Entrando nel vivo della discussione sul ddl, invece, è l’articolo 5 in particolare ad essere oggetto di una richiesta di riscrittura: si tratta, nello specifico, di quello dedicato alle Buone pratiche clinico-assistenziali e alle raccomandazioni previste dalle linee guida. A tal proposito, la Federazione chiede il coinvolgimento suo e di altri attori come Agenas, Aifa, Iss, Ministero della Salute, Regioni, Province autonome – con l’apporto delle Società Scientifiche e delle altre Professioni sanitarie. “Le prestazioni erogate con finalità preventive, diagnostiche, terapeutiche, riabilitative, eseguite da esercenti le professioni sanitarie nell’ambito delle rispettive competenze, con il consenso informato del paziente salvo i casi stabiliti dalla legge, tenuto conto delle buone pratiche clinico-assistenziali e delle raccomandazioni cliniche di cui al secondo periodo, non costituiscono offese alla integrità psicofisica. Al fine di definire, validare e aggiornare le suddette raccomandazioni cliniche è costituito con Dpcm un apposito organismo nazionale con la partecipazione di Agenas, Aida, Iss, Ministero della Salute, Regioni, Province autonome e Fnomceo e con l’apporto delle Società Scientifiche e delle altre professioni sanitarie”.

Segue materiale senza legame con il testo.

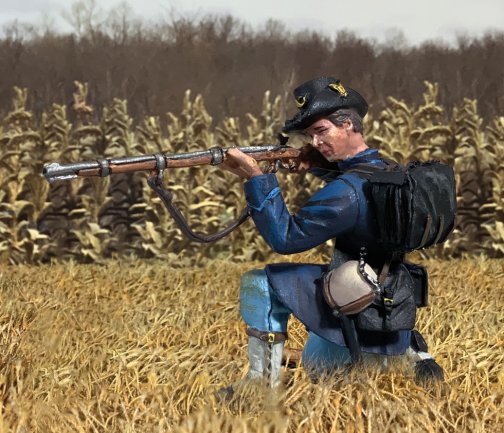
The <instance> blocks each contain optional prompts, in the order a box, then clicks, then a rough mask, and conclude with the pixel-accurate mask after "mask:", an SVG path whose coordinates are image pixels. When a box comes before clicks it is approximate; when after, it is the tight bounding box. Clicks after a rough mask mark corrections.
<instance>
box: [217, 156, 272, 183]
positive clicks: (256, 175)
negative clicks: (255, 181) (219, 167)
mask: <svg viewBox="0 0 504 433" xmlns="http://www.w3.org/2000/svg"><path fill="white" fill-rule="evenodd" d="M221 167H222V168H223V169H225V170H227V171H230V172H231V173H234V174H236V175H237V176H240V177H241V178H242V179H250V178H252V177H255V176H259V175H261V174H263V172H262V171H261V169H260V168H259V165H258V164H257V161H256V160H255V159H254V158H252V157H251V156H249V155H247V154H245V153H243V152H242V151H241V150H238V149H236V148H231V149H228V151H227V152H226V156H225V158H224V162H223V163H222V164H221Z"/></svg>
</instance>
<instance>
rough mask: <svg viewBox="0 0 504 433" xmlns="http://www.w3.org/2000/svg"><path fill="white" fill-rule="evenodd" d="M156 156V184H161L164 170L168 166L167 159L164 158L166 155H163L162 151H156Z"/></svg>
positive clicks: (164, 169)
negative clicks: (156, 172) (160, 151)
mask: <svg viewBox="0 0 504 433" xmlns="http://www.w3.org/2000/svg"><path fill="white" fill-rule="evenodd" d="M154 158H156V170H157V176H156V184H157V185H161V184H162V183H163V176H164V170H165V168H166V160H165V159H164V156H163V155H161V154H160V153H155V154H154Z"/></svg>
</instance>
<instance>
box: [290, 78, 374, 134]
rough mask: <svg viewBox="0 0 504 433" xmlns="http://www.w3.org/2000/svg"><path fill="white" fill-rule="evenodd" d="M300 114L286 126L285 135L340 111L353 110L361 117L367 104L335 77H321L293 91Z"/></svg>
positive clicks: (298, 111) (363, 115)
mask: <svg viewBox="0 0 504 433" xmlns="http://www.w3.org/2000/svg"><path fill="white" fill-rule="evenodd" d="M293 94H294V98H295V99H296V105H297V106H298V108H299V111H298V112H297V113H296V114H295V115H294V117H293V118H292V119H289V120H287V121H286V122H285V125H284V127H283V129H282V131H283V132H293V131H302V130H303V129H306V128H308V127H309V126H310V125H311V124H312V123H313V122H315V121H316V120H318V119H320V118H322V117H324V116H327V115H329V114H331V113H334V112H335V111H336V110H339V109H341V108H350V109H354V110H355V111H356V112H357V113H358V114H359V115H360V116H361V117H364V116H365V115H366V113H367V110H368V104H367V102H366V100H365V99H364V98H363V97H362V96H361V95H360V94H359V93H357V92H356V91H355V90H353V89H351V88H350V87H346V86H343V85H342V84H341V82H340V80H337V79H336V78H333V77H320V78H315V79H313V80H310V81H307V82H306V83H303V84H301V85H300V86H298V87H296V88H295V89H294V92H293Z"/></svg>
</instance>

L’attenzione è poi passata all’articolo 7, quello che distingue tra Responsabilità della struttura e dell’esercente la professione sanitaria per inadempimento della prestazione sanitaria, attribuendo alla struttura una responsabilità di tipo contrattuale, al professionista che vi lavora una responsabilità extracontrattuale. Secondo la Fnomceo, in questa maniera, i liberi professionisti resterebbero soggetti alla responsabilità contrattuale, con tutte le ricadute che ne derivano: “Viene previsto un regime di doppia responsabilità civile – spiega la Fnomceo -, qualificato come responsabilità contrattuale per la struttura – con onere della prova a carico della struttura stessa e termine di prescrizione di dieci anni – ed extracontrattuale per l’esercente la professione sanitaria, con onere della prova a carico del soggetto che si ritiene leso e termine di prescrizione di cinque anni. Pertanto la distinzione fra la responsabilità contrattuale della struttura sanitaria pubblica o privata e quella extracontrattuale del medico che esercita la professione nell’ambito di una struttura pubblica, privata o in rapporto convenzionale è uno dei cardini del testo approvato dalla Camera dei Deputati”.

“Dall’esame dell’articolo 7 – continua -emerge, tuttavia, che agli esercenti delle professioni mediche in regime di libera attività professionale pura si continua ad applicare il regime della responsabilità contrattuale: la esclusione del libero professionista dalla responsabilità extracontrattuale in ambito civilistico può sembrare punitiva e crea un susseguirsi di eventi che termina danneggiando il rapporto medico-paziente”.